El Observatorio Venezolano de Prisiones (OVP) denunció la muerte de un recluso bajo custodia del Estado, en medio de lo que califica como «un patrón sistemático de abandono y violaciones a los derechos humanos dentro del sistema penitenciario del país».
De acuerdo con la organización, el fallecido fue identificado como Antonio José Manzano, quien murió en la antigua cárcel de El Marite, ubicada en Maracaibo, estado Zulia, tras presentar «un deterioro progresivo de salud sin recibir atención médica adecuada».
«El caso se suma a una serie reciente de muertes registradas en distintos centros de reclusión del país. Entre ellas, el OVP destacó lo ocurrido en el Internado Judicial Yare III, donde fallecieron Keivin Eduardo Matamoros, Eliecer José Córdoba García, Erkin Josué Ramos Flores, José Pascual Andrade Aguilar y Jean Carlos Jiménez Barrios. Aunque la versión oficial atribuye estos decesos a un presunto motín, familiares de las víctimas aseguran que los cuerpos presentaban heridas por arma de fuego, lo que pone en duda la explicación gubernamental», señalaron desde la ONG.
🚨#OVPDenuncia Murió otro preso bajo custodia del Estado en #Venezuela. Se trata de Antonio José Manzano, quien falleció en la antigua cárcel de El Marite, en Maracaibo #Zulia, tras el deterioro de su salud sin recibir atención médica adecuada.

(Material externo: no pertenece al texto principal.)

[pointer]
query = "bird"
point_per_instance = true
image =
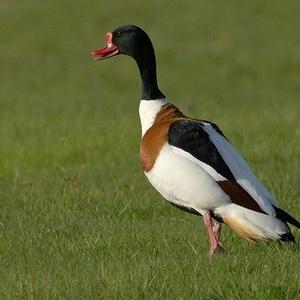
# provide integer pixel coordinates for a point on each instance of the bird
(191, 163)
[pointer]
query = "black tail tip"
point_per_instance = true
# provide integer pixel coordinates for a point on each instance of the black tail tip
(287, 237)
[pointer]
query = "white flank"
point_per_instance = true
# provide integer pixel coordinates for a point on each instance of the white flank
(211, 171)
(241, 171)
(148, 110)
(182, 181)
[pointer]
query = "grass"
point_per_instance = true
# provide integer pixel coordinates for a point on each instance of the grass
(78, 219)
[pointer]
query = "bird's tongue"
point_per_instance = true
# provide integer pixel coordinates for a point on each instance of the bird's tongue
(108, 51)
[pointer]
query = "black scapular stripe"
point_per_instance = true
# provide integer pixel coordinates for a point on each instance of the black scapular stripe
(190, 136)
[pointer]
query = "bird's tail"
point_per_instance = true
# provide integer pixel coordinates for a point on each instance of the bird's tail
(285, 217)
(254, 226)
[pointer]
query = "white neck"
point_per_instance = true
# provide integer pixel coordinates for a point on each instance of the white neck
(148, 110)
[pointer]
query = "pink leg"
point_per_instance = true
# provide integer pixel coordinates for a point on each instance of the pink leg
(215, 245)
(217, 230)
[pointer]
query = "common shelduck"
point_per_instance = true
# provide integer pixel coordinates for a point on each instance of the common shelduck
(191, 163)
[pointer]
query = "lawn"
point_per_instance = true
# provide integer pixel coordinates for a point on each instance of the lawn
(78, 220)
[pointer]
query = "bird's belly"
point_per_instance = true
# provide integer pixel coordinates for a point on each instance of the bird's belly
(183, 182)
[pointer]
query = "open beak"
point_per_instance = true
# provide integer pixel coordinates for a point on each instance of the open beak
(109, 50)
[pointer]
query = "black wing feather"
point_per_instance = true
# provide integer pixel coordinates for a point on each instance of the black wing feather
(190, 136)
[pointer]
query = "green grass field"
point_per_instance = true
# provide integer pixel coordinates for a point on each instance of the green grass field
(78, 220)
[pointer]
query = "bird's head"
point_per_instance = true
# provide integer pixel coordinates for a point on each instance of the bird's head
(128, 40)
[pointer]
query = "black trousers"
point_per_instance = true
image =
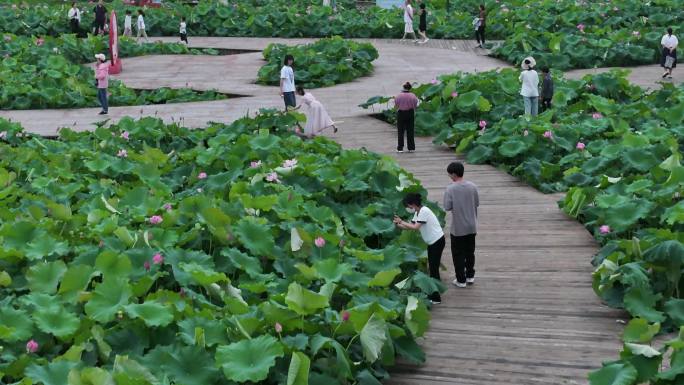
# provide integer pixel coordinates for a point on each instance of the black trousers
(479, 34)
(405, 123)
(434, 259)
(463, 253)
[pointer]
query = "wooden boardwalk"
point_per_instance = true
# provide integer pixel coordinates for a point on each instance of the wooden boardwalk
(531, 317)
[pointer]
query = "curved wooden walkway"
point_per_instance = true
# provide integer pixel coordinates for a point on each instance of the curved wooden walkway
(531, 317)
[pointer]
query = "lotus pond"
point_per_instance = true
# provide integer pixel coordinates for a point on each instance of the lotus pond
(145, 253)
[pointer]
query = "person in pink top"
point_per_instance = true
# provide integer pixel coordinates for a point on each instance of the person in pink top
(406, 103)
(102, 81)
(317, 118)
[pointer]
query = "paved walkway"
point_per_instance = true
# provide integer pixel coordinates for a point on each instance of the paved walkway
(531, 317)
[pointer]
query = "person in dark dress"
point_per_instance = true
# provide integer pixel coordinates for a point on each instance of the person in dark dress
(422, 27)
(406, 103)
(100, 13)
(547, 89)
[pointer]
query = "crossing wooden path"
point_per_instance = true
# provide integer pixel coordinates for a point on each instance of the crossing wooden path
(531, 317)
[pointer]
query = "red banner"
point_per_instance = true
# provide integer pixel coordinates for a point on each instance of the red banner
(115, 67)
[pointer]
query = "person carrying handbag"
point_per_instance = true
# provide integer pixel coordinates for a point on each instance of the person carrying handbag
(668, 61)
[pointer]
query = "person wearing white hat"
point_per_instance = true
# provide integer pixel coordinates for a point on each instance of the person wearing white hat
(102, 81)
(530, 86)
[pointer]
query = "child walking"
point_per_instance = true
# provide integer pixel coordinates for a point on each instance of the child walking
(184, 31)
(141, 26)
(128, 23)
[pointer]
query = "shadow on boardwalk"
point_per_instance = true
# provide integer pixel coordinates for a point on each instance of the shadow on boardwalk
(531, 317)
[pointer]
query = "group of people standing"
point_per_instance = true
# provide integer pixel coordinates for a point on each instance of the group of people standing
(479, 23)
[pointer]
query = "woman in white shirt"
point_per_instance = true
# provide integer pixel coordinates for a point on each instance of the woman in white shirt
(408, 22)
(141, 26)
(669, 43)
(425, 221)
(530, 87)
(75, 18)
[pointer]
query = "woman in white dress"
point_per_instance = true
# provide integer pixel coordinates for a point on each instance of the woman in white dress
(317, 118)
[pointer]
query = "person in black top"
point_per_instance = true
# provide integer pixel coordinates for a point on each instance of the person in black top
(422, 27)
(547, 89)
(100, 17)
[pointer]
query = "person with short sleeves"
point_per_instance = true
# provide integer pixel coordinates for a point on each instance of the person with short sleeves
(287, 87)
(462, 199)
(406, 103)
(669, 43)
(425, 221)
(530, 87)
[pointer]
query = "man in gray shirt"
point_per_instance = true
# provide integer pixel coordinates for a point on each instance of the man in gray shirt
(462, 199)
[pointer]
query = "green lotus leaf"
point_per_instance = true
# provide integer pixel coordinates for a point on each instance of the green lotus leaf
(108, 298)
(304, 301)
(640, 330)
(614, 374)
(153, 313)
(60, 323)
(641, 302)
(255, 236)
(44, 277)
(54, 373)
(298, 372)
(373, 337)
(249, 360)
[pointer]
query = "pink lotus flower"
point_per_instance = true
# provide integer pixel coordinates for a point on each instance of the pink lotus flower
(272, 177)
(156, 219)
(289, 163)
(31, 346)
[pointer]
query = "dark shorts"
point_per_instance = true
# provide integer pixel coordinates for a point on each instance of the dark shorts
(289, 99)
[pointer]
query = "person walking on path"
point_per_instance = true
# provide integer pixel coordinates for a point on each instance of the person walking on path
(425, 221)
(75, 19)
(317, 118)
(422, 27)
(100, 13)
(462, 199)
(128, 23)
(408, 22)
(530, 87)
(287, 87)
(669, 43)
(479, 31)
(102, 80)
(547, 89)
(141, 26)
(406, 103)
(184, 31)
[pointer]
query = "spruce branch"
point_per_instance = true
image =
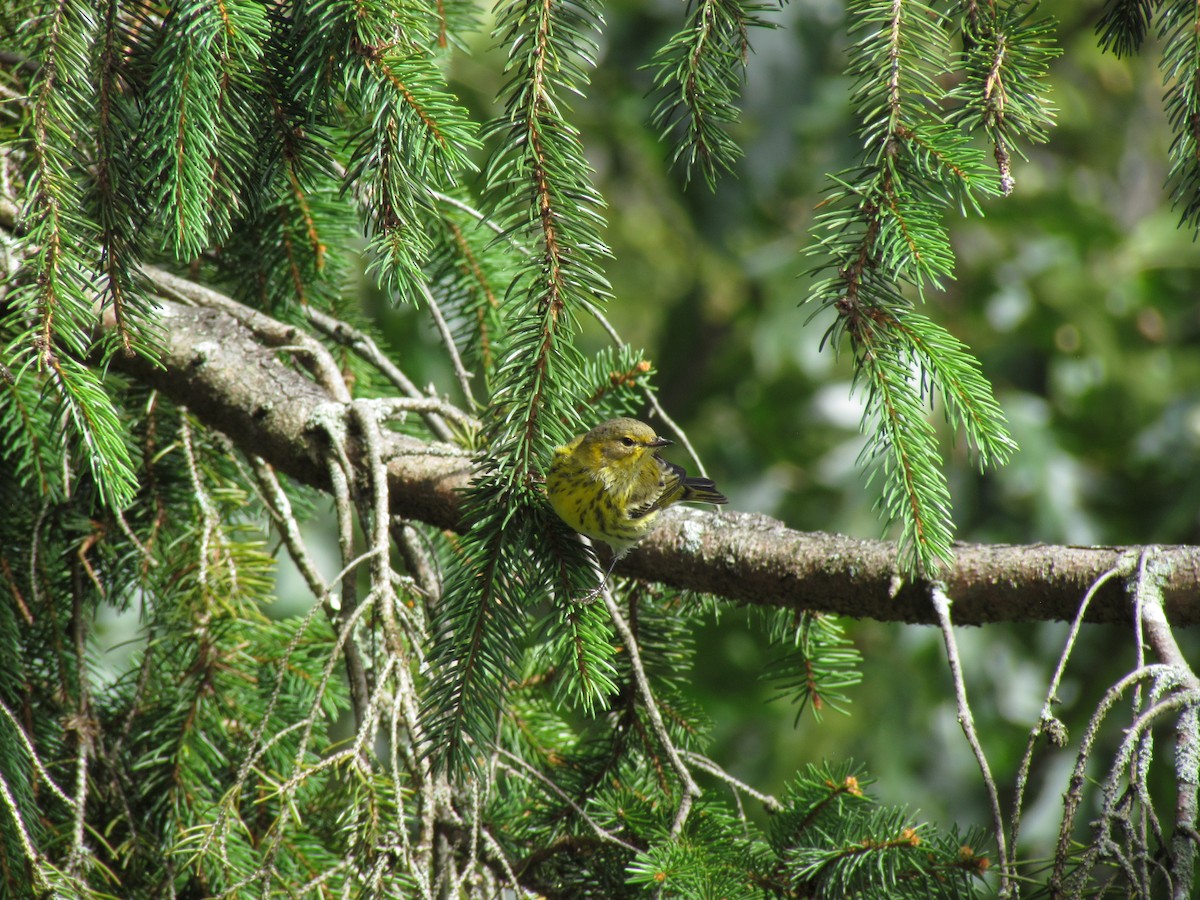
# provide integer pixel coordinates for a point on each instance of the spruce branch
(699, 76)
(232, 378)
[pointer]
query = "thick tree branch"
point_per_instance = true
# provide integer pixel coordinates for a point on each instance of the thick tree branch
(238, 370)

— Observatorio Venezolano de Prisiones (@oveprisiones) April 29, 2026
Su muerte se suma a una secuencia… pic.twitter.com/lh4hjfFXbC
Asimismo, la ONG incluyó otros casos recientes como los de Ovidio José Madriz Mendoza (Rodeo III), Deivi Enrique García (Rodeo IV), Rosqui Norberto Escalona (Uribana) y Yelamo Zárraga José Ramón (Tocuyito), quienes habrían fallecido en contextos relacionados con enfermedades no atendidas oportunamente.
El OVP advirtió que, aunque las causas inmediatas varían, existe un elemento común: se trata de personas que murieron bajo custodia del Estado en condiciones que no garantizan el derecho a la vida ni la integridad física. La organización ha reiterado que enfermarse en prisión en Venezuela representa un riesgo mortal debido a la falta de atención médica, una situación que ha sido documentada de forma reiterada.
En ese sentido, el observatorio planteó una serie de interrogantes sobre la responsabilidad institucional: “¿Por qué continúan muriendo personas bajo custodia del Estado? ¿Qué ocurrió realmente en Yare III? ¿Quién responde por estas muertes?”, cuestionó.
También señaló la ausencia de acciones efectivas por parte de organismos como el Ministerio Público, la Defensoría del Pueblo y los jueces de ejecución.